When you asked the question analytically it gave you 25/72

When you asked it to perform a simulation with its own random number generator is gave 0.35, which is 0.01 above the actual probability.

From that you can see how bad (or good, depending on who you care) our pseudorandom number generators are at approximating actual randomness.

Pretty neat. +0.01 is not bad at all, good job programmers.

1/2

it either happens, or it doesn't

Probability has finally been solved.

again here. Drop-out CS major. Do I have to help you guys out?

First branch: 6 is the first die roll. There are 6 second die rolls, 5 are valid. There are 6 third dice rolls, 5 are valid. The second and third rolls are independent, thus (5/6)^2=25/36 valid combinations and 11/36 invalid.

Second branch: First die roll is anything but 6. Second die roll is 6. Same shit. (5/6)^2=25/36

Third branch. First two die rolls are anything but 6. Third roll is 6. (5/6)^2 = 25/36.

Fourth branch. No sixes. 5^3=125 ways for this to happen.

Sums: (25*3)/(36*3 + 125) = 125/233 = 0.5364... = 53.64%

Let me know if I fucked up, but I'll be proud I didn't fuck up as hard as some of you.

>53.64%

That is definitely not it.

WHERE ARE THE PHYSICISTS FOR FUCKS SAKE. NSF GRANT FOR 10 BUCKS TO BUY A SIX SIDED DIE !!!!

On second thought there are still 216 possible outcomes. 125/216 =57.87%? I dunno mayonnaise.

well theres 5 outcomes on a die plus 6 is the one you want

so 6/11 is 54.5%

I mean I could make a spreadsheet of the 216 outcomes and figure out analytically who is wrong and why, but I am le tired and organizing 216 rows doesn't sound particularly fun. $1000 grant?

You are thinking it all wrong.

Here is an intuitive way of doing this:

First, consider the set X = {1,2,3,4,5}. Really simple set.

Now you want all the row vectors of the form (6,a,b) and (a,6,b) and (a,b,6) where a and b are elements of X.

How many of such row vectors exist?. Well, as 6 is a fixed, we want all of the possible configurations of (a,b)

We can easily get this by calculating the number elements in the cartesian product of X, which is 25 (5 times 5)

But as we have 3 different configurations of these we multiply 25 times 3 = 75.

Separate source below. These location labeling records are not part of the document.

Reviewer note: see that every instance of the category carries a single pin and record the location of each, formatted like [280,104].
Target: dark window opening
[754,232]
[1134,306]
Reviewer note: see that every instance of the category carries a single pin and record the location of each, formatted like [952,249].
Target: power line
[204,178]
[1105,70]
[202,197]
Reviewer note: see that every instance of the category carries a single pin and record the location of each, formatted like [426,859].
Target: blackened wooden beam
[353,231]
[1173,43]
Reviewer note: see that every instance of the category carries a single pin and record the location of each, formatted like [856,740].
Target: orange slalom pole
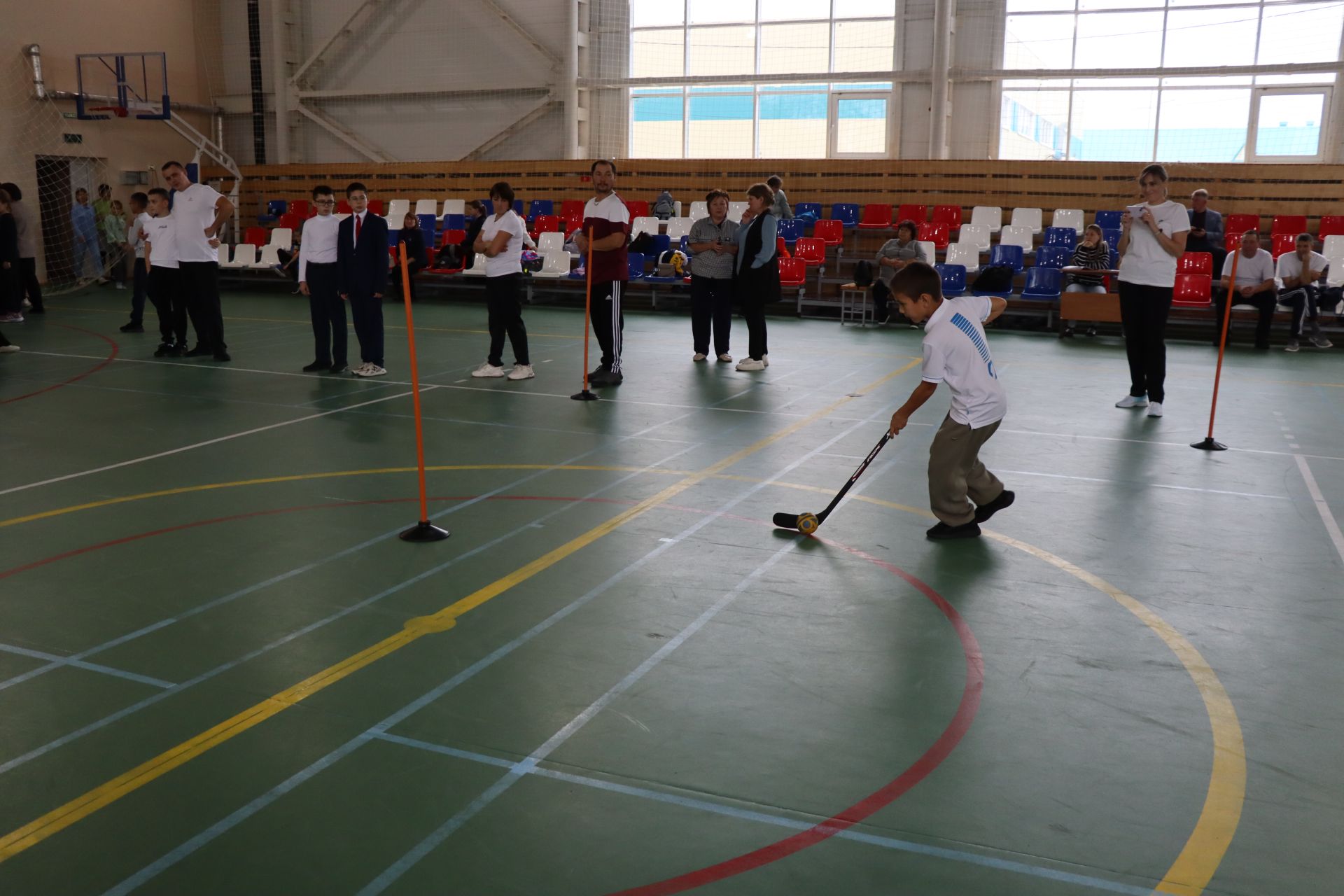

And to get out final probability we divide by total possible configurations of rolling 3 dices (216)

75/216

which is what other people have been getting using the traditional methods.

it always astounds me how sure people who have no fucking clue can be about themselves.

>Pretty neat. +0.01 is not bad at all, good job programmers.
You know what variance is right? You need to consider the number of trials (10000 in this image) for the the error to mean anything at all.

assume the dice are numbered
number of total possible dice rolls: 6^3
number of total possible dice rolls with one 6: 3C1* 5^2
probability is 75/216, near 33%

>You know what variance is right? You need to consider the number of trials (10000 in this image) for the the error to mean anything at all.
GOOD JOB PROGRAMMERS

Anyways, do it with a billion then.

Fuck my ass, I feel dumb for how simple that is. Thanks for the best condensed explanation.